コラム

ギャンブルと心理学の関係 <26/6リライト>

2026.6.18 心理
  • 依存症
  • ストレス

【目次】

  1. 1.ギャンブルと心の仕組み
  2. 2.性格で変わるギャンブル傾向
  3. 3.リスクに慣れる心の罠
  4. 4.ストレスが招く危険な賭け
  5. 5.気づかないストレスの正体(2026/6/18)

 

1.ギャンブルと心の仕組み

ギャンブル行動やギャンブル依存症と心理学には、どのような関係があるのでしょうか。

日本では、パチンコや競馬などの公営ギャンブルが行われています。そのうえで、カジノ誘致の構想も進んでおり、今後はギャンブルを行う機会や人の増加が予想されています。
しかし、ギャンブルには依存や借金、破産など多くの問題が伴います。では、ギャンブルという行動には、どのような心理が働いているのでしょうか。

まず、「なぜ人はギャンブルをするのか」という点に、心理学が関わっています。ギャンブルに熱中しすぎて依存症になってしまう人がいる一方で、生涯一度もギャンブルをしない人もいます。
では、このような個人差はどのようにして生じるのでしょうか。

2.性格で変わるギャンブル傾向

さまざまな研究の結果、パーソナリティ(性格)の傾向、特に主要五因子理論(ビッグ・ファイブ)における「誠実性(勤勉性)」という因子が強く影響することが明らかになっています。
誠実性(勤勉性)とは、いわゆる真面目さの傾向を示すパーソナリティ因子です。誠実性が高い人は、責任感が強く、物事に対して真面目で勤勉に取り組みます。
一方で、誠実性が低い人は、無責任さや中途半端さ、根気のなさ、気まぐれ、浪費傾向などの特徴を持つとされています。こうした傾向は、日常生活の行動や生き方にも反映されていきます。

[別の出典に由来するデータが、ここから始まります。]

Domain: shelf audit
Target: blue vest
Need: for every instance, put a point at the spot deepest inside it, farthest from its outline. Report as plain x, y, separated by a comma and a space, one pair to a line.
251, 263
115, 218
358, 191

研究によると、誠実性が高い人は学業成績が高く、仕事にも堅実に取り組み、さらに「浪費しない」という傾向が経済的な安定につながることが示されています。そのため、一般的には誠実性が高い人ほどギャンブルを行わず、低い人ほどギャンブルを行う傾向があるとされています。
ただし、これは「する・しない」という観点での傾向であり、ギャンブルをする人が依存に至るかどうかは、誠実性だけで判断できるものではありません。

 

3.リスクに慣れる心の罠<

では、ギャンブルに依存してしまったり、やめにくくなったりする状態には、どのような心理が関係しているのでしょうか。
ギャンブルはリスクを伴う行動であり、その判断には「リスク認知」という情報処理機能が重要になります。研究では、人がリスクをある程度正確に認知するためには、繰り返しの経験が必要であることが示されています。
つまり、「これ以上続けると損失が出る」という判断をするためには、ある程度ギャンブルを繰り返す必要があるということです。

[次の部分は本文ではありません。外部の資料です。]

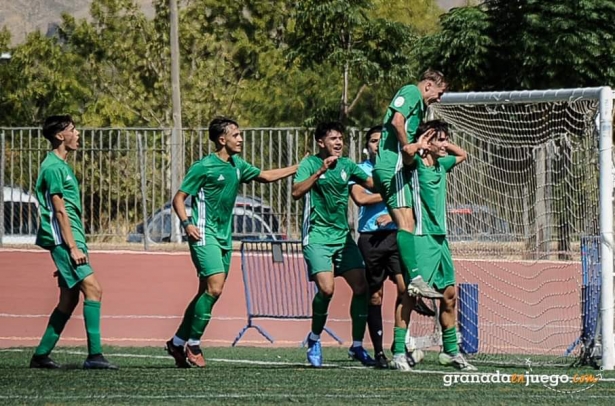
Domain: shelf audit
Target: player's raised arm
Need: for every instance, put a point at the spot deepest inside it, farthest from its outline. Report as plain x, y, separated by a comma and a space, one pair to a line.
276, 174
179, 205
302, 187
458, 152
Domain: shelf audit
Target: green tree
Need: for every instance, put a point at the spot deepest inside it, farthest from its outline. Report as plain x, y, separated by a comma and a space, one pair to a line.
363, 50
525, 44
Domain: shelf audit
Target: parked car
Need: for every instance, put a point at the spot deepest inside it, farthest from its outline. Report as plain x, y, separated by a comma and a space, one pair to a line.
20, 216
252, 219
472, 222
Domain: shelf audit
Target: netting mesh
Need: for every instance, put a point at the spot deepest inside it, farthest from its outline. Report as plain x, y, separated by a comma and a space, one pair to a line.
517, 210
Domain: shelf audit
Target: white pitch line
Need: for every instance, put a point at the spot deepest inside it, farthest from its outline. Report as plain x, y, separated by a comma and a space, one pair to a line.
272, 363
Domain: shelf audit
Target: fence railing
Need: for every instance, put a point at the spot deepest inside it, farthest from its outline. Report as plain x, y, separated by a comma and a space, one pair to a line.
125, 177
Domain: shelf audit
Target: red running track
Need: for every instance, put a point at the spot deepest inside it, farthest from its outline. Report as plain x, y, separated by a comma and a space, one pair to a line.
527, 307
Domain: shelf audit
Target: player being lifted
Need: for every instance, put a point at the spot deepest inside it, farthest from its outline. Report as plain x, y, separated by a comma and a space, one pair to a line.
328, 247
61, 233
433, 256
213, 183
391, 172
378, 245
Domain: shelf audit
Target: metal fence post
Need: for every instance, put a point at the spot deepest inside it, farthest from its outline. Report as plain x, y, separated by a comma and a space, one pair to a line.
143, 192
1, 187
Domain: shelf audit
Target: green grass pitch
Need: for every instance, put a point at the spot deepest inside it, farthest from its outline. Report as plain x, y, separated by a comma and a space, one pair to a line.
248, 375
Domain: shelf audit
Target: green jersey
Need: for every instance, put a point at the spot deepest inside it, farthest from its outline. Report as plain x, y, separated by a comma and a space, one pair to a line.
325, 212
213, 185
429, 184
57, 178
409, 103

しかし、ギャンブルを繰り返すうちに、リスクを正しく認知して回避するよりも先に、リスクそのものに慣れてしまい、感受性が低下してしまうことがあります。その結果、ハイリスクな行動を続けてしまうことにつながります。
これは、特定の性格だけでなく、人間の認知の仕組みそのものが、ギャンブルを続けてしまうきっかけになり得ることを示しています。

 

4.ストレスが招く危険な賭け

ギャンブルと心理学には興味深い研究もあります。オーストラリアで行われた実験では、ワニ園を訪れ、実際にワニに触れた人々を対象に、その嫌悪感を調査しました。その後、スロットゲームに参加してもらったところ、ワニに対する嫌悪感が強い人ほど、ギャンブルに対して慎重な姿勢をとる傾向が見られました。
一方で、嫌悪感が弱い人は、よりリスクの高い行動をとる傾向が確認されました。人の意思決定とストレスには強い関連があり、ストレスが高い状態ではリスキーな判断をしやすくなることが知られています。この点からも、ストレスとギャンブルの関係が示唆されます。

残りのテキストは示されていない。